Le danger ressenti d'une apocalypse nucléaire a conduit M. Kan à ordonner par la suite, en mai, l'arrêt de deux réacteurs à Hamaoka (centre-sud), où l'on redoute un violent tremblement de terre dans les prochaines années.

Si un accident de la même nature que celui de Fukushima se produisait dans cette région, située entre Tokyo et Nagoya, deux poumons administratifs et économiques du Japon, les conséquences seraient redoutables, a justifié l'intéressé.

Auparavant, je pensais que les installations nucléaires étaient sûres grâce aux technologies japonaises. Mais j'ai changé d'avis après la catastrophe, a reconnu M. Kan.

Et le même d'avoir imaginé ce qu'aurait été sa tâche s'il avait dû ordonner l'évacuation d'une zone dans laquelle se serait trouvée la mégapole de Tokyo, une mission quasi infaisable.

Nous avons fait des simulations de rayons d'évacuation de 100, 200 et 300 km autour de la centrale, incluant la région de Tokyo, a expliqué l'ex chef de gouvernement à l'Asahi Shimbun.

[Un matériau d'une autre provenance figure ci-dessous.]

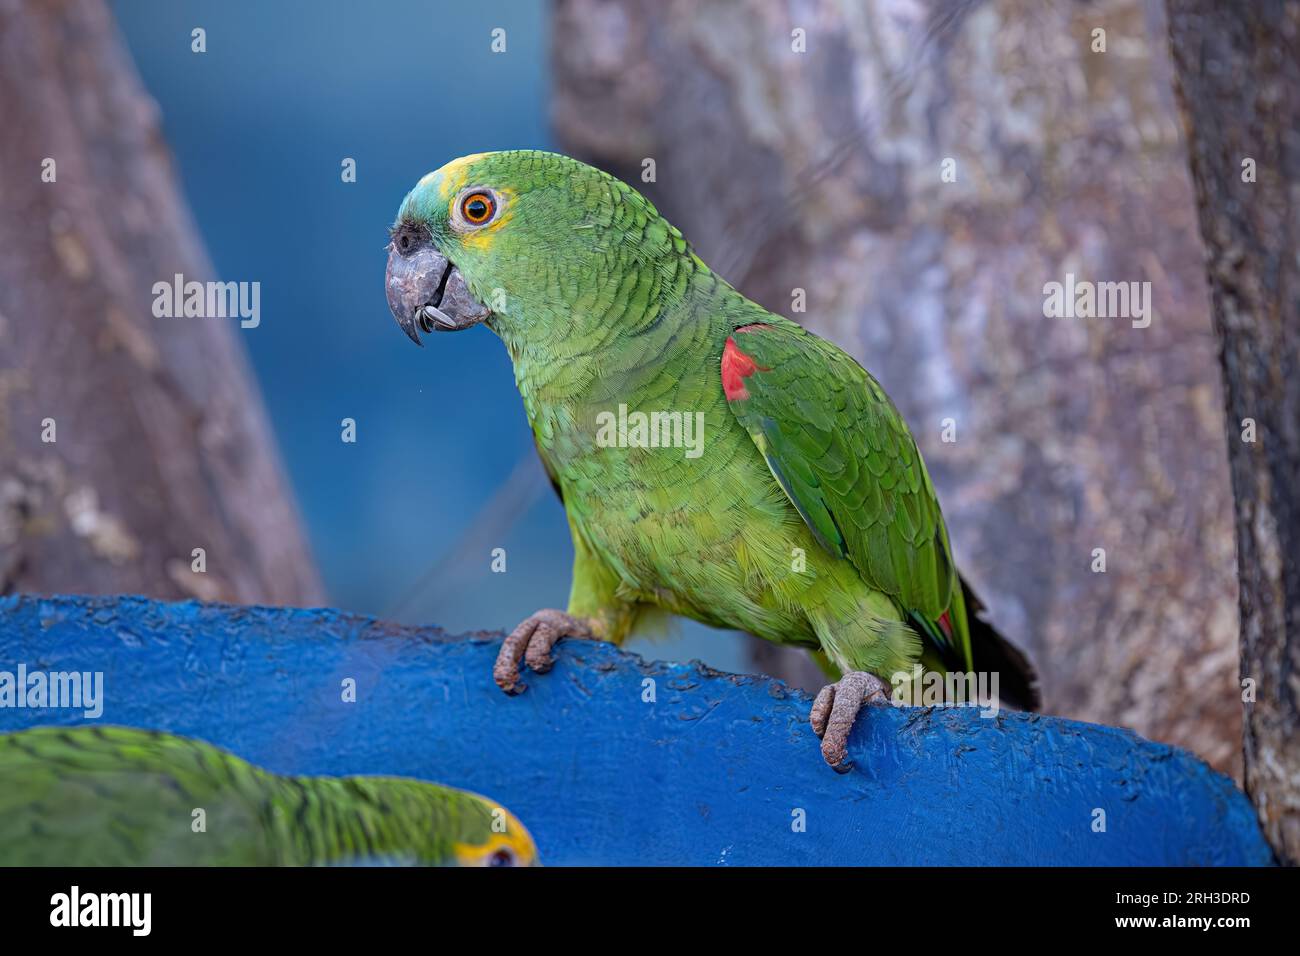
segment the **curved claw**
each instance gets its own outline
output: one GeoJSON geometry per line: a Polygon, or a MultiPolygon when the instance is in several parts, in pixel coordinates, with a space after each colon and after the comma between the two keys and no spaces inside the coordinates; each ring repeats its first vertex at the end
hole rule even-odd
{"type": "Polygon", "coordinates": [[[858,711],[868,702],[887,704],[889,685],[875,674],[850,671],[834,684],[823,687],[808,712],[813,733],[822,739],[822,759],[837,773],[853,769],[853,761],[846,759],[849,734],[858,711]]]}
{"type": "Polygon", "coordinates": [[[581,618],[554,608],[530,614],[501,642],[492,679],[507,694],[523,693],[528,685],[519,679],[520,662],[545,674],[555,664],[551,648],[565,636],[591,637],[591,628],[581,618]]]}

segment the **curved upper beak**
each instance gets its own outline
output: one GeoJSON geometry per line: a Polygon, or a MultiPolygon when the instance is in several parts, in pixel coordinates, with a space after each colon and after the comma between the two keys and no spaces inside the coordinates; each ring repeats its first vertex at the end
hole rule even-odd
{"type": "Polygon", "coordinates": [[[432,245],[404,256],[390,243],[384,286],[393,318],[416,345],[424,344],[417,328],[457,332],[492,314],[470,293],[460,270],[432,245]]]}

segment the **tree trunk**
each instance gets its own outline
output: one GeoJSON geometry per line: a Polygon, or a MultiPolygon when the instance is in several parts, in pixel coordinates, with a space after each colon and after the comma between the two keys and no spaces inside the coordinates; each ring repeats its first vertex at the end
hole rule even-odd
{"type": "Polygon", "coordinates": [[[212,269],[102,3],[0,3],[0,129],[0,593],[315,602],[239,319],[153,315],[212,269]]]}
{"type": "Polygon", "coordinates": [[[1049,710],[1239,772],[1231,488],[1164,34],[1159,0],[560,0],[553,116],[881,379],[1049,710]],[[1068,274],[1150,282],[1150,324],[1046,318],[1068,274]]]}
{"type": "Polygon", "coordinates": [[[1170,0],[1237,502],[1246,789],[1300,863],[1300,2],[1170,0]]]}

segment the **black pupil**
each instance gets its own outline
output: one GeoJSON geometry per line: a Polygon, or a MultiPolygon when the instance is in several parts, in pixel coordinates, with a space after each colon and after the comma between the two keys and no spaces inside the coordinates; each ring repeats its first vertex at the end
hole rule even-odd
{"type": "Polygon", "coordinates": [[[513,855],[511,855],[509,850],[497,850],[495,853],[492,854],[492,859],[489,861],[488,865],[489,866],[514,866],[515,858],[513,855]]]}
{"type": "Polygon", "coordinates": [[[467,207],[469,218],[486,219],[488,214],[488,205],[482,199],[471,199],[467,207]]]}
{"type": "Polygon", "coordinates": [[[403,235],[402,238],[397,240],[397,243],[402,247],[402,251],[405,252],[407,249],[411,248],[411,237],[403,235]]]}

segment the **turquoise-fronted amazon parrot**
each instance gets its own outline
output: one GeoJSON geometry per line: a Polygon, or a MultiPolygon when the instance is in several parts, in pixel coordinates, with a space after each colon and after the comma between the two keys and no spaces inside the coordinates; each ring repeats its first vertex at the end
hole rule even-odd
{"type": "Polygon", "coordinates": [[[860,707],[917,663],[996,671],[1004,702],[1036,705],[880,384],[733,289],[635,189],[553,153],[466,156],[407,194],[388,252],[416,344],[478,323],[505,343],[568,514],[568,610],[506,638],[503,690],[523,689],[523,662],[547,670],[560,636],[621,641],[654,607],[827,662],[840,676],[810,717],[840,770],[860,707]],[[686,430],[696,447],[674,447],[686,430]]]}
{"type": "Polygon", "coordinates": [[[282,777],[129,727],[0,736],[0,866],[527,866],[528,831],[463,790],[282,777]]]}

Il aurait alors fallu évacuer quelque 30 millions d'habitants, ce qui aurait signifié la chute du Japon.

Si l'on s'interroge sur un niveau de sécurité qui dépasse celui du risque, la réponse est de ne pas s'appuyer sur les moyens nucléaires, en conclut-il.

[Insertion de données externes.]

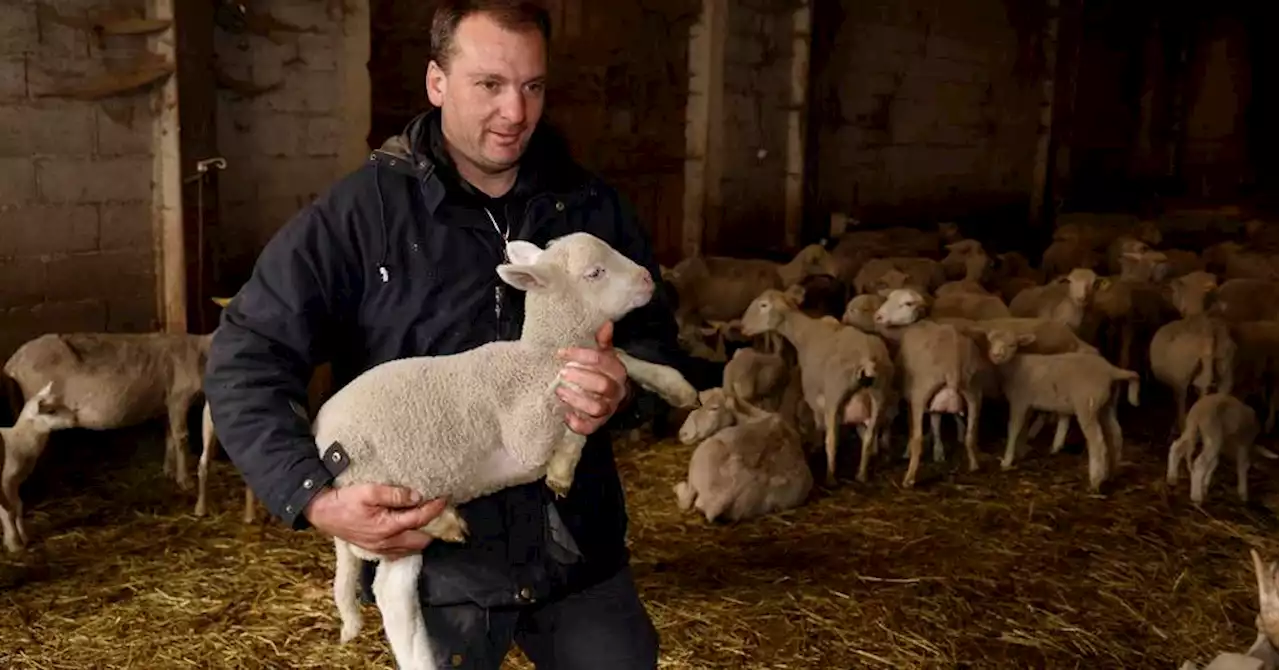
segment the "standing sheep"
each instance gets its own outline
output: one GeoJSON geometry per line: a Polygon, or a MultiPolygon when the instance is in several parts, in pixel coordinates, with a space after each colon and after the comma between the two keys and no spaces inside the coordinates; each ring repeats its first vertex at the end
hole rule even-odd
{"type": "Polygon", "coordinates": [[[827,483],[835,483],[836,443],[841,424],[860,425],[862,454],[858,481],[867,480],[877,435],[885,426],[885,403],[892,397],[894,366],[885,343],[834,319],[814,319],[798,300],[765,291],[742,315],[748,335],[773,331],[796,349],[804,399],[824,436],[827,483]]]}
{"type": "Polygon", "coordinates": [[[811,244],[786,264],[758,258],[691,256],[676,263],[664,279],[675,288],[676,320],[683,324],[699,319],[736,319],[765,289],[785,289],[809,275],[836,272],[827,250],[811,244]]]}
{"type": "Polygon", "coordinates": [[[1164,324],[1151,338],[1151,374],[1173,392],[1178,430],[1186,426],[1189,387],[1202,396],[1234,388],[1236,343],[1227,324],[1205,311],[1213,289],[1205,276],[1193,272],[1169,282],[1173,304],[1185,316],[1164,324]]]}
{"type": "Polygon", "coordinates": [[[1098,275],[1093,270],[1076,268],[1064,277],[1014,296],[1009,302],[1009,315],[1053,319],[1079,333],[1097,285],[1098,275]]]}
{"type": "Polygon", "coordinates": [[[1236,464],[1236,493],[1240,502],[1249,501],[1249,465],[1253,441],[1258,437],[1258,416],[1253,409],[1230,393],[1202,396],[1187,412],[1186,428],[1169,445],[1169,486],[1177,486],[1181,464],[1191,473],[1191,500],[1204,502],[1225,451],[1236,464]],[[1197,445],[1197,441],[1199,445],[1197,445]],[[1202,447],[1196,455],[1196,447],[1202,447]],[[1193,460],[1194,458],[1194,460],[1193,460]]]}
{"type": "Polygon", "coordinates": [[[722,411],[735,415],[731,425],[698,445],[687,479],[672,487],[680,509],[696,507],[707,521],[740,521],[803,503],[813,473],[796,429],[732,396],[722,411]]]}
{"type": "MultiPolygon", "coordinates": [[[[586,437],[565,423],[555,390],[567,382],[556,352],[592,346],[606,321],[643,306],[654,292],[643,267],[586,233],[554,240],[546,250],[515,241],[506,253],[499,277],[526,292],[519,340],[377,365],[335,393],[313,424],[335,487],[372,482],[409,488],[422,499],[447,497],[449,506],[423,528],[446,541],[467,534],[456,505],[544,475],[557,495],[569,490],[586,437]]],[[[619,353],[642,387],[677,407],[696,403],[697,392],[678,372],[619,353]]],[[[434,667],[416,589],[422,555],[389,559],[340,539],[334,549],[342,641],[361,627],[357,559],[381,561],[373,591],[396,663],[434,667]]]]}
{"type": "Polygon", "coordinates": [[[49,434],[73,427],[75,415],[53,392],[53,382],[48,382],[22,406],[12,426],[0,428],[0,525],[8,551],[17,552],[27,544],[19,487],[35,469],[49,434]]]}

Quelques semaines avant de démissionner, l'ex Premier ministre s'est prononcé pour un abandon progressif de l'électricité d'origine atomique.

Son successeur depuis vendredi, Yoshihiko Noda, juge quant à lui difficile de construire de nouveaux réacteurs au Japon, y compris pour remplacer ceux arrivant en fin de vie, ce qui devrait aboutir à la disparition progressive des centrales nucléaires au Japon, d'après le ministre de l'Industrie.

Actuellement, sur 54 réacteurs, 11 seulement fonctionnent, les autres étant stoppés à cause à la suite de séismes ou pour maintenance régulière.

Le plan énergétique qui prévoyait une montée de la part nucléaire de 30%, avant la crise de Fukushima, à 50% de l'énergie produite en 2030 est désormais jugé totalement caduc.